HARRIS: Religious Liberty & The “Do No Harm” Act
In February 2019, Harris introduced the Do No Harm Act in the U.S. Senate, to counter the federal Religious Freedom Restoration Act (RFRA) of 1993 and similar legislation that existed at the state level in about 20 U.S. states. As Kenneth Craycraft writes in First Things: “The purpose of RFRA was to … carve out exemptions from generally applicable laws for some religious practices that are fundamental to religious belief. For example, a RFRA law might protect a church from another law that prohibits consideration of sexual orientation for employment, promotion, or retention. Or it might protect a physician who participates in public health reimbursement programs from a law requiring such physicians to perform a broad scope of so-called healthcare services, such as abortion.”
Sen. Harris stated that the Do No Harm Act’s overriding objective was to prevent RFRA laws from “being used to deny” such things as “healthcare access,… coverage or services to which persons are otherwise legally entitled.”
In making her case for the Do No Harm Act, Harris defined “religious freedom” very narrowly as “the freedom to worship,” as guaranteed by the First Amendment. But as Kenneth Craycraft points out:
“In Harris’s tendentious reading, ‘free exercise’ of religion means ‘freedom to worship,’ and nothing more. If the doors of the church are not locked and guarded, or if you are not prevented from praying in your home, you have the full range of ‘the First Amendment guarantee,’ and you are guaranteed nothing more.… Free exercise of religion equals private prayer or conviction, and nothing else.”

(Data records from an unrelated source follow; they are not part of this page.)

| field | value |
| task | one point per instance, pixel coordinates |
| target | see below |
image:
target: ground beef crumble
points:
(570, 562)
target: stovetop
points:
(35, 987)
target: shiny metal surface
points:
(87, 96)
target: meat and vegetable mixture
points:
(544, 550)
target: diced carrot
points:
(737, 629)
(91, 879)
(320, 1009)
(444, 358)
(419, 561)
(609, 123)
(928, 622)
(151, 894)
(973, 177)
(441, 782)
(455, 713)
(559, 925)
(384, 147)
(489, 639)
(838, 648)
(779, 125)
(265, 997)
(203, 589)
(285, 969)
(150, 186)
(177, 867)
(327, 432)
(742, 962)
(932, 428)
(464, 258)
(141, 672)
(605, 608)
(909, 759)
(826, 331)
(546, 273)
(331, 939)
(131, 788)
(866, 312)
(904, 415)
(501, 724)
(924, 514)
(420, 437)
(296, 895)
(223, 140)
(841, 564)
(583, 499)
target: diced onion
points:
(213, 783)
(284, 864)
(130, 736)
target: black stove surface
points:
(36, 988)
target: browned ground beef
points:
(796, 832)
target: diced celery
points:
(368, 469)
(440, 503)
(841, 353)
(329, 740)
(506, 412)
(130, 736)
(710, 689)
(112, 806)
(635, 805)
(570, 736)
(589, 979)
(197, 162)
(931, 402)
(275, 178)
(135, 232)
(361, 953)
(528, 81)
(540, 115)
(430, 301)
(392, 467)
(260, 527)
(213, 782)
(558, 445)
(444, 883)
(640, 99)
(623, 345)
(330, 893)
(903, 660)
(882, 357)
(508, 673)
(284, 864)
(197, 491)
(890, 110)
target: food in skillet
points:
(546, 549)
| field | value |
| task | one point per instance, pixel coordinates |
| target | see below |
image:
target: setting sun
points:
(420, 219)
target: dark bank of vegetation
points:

BIDEN: Religious Liberty & The Equality Act
In an address to the Human Rights Campaign in June 2019, Joe Biden said, “I promise you, if I’m elected president it [passage of the Equality Act] will be the first thing I ask to be done.” “This is our soul, dammit, this is who we have to be,” Biden expanded. “… This is our real moral obligation.”
In late October 2020, Biden again pledged: “I will make enactment of the Equality Act a top legislative priority during my first 100 days — a priority that Donald Trump opposes.”
BIDEN: Rejecting the Right to Refuse Service Based on Moral Objections
On June 30, 2023, the Supreme Court ruled on 303 Creative LLC v. Elenis, a case that centered around the question of whether creative businesses had a right to refuse to serve LGBTQ+ customers because of a business owner’s First Amendment free-speech rights. In its 6-3 decision, the Court concluded that an evangelical Christian businesswoman had a right to post a notice that said, “no [wedding websites] will be sold if they will be used for gay marriages.”
President Biden criticized the decision in a statement saying that “no person should face discrimination simply because of who they are or who they love.” “The Supreme Court’s disappointing decision in 303 Creative LLC v. Elenis undermines that basic truth,” he added, “and painfully it comes during Pride month when millions of Americans across the country join together to celebrate the contributions, resilience, and strength of the LGBTQI+ community.”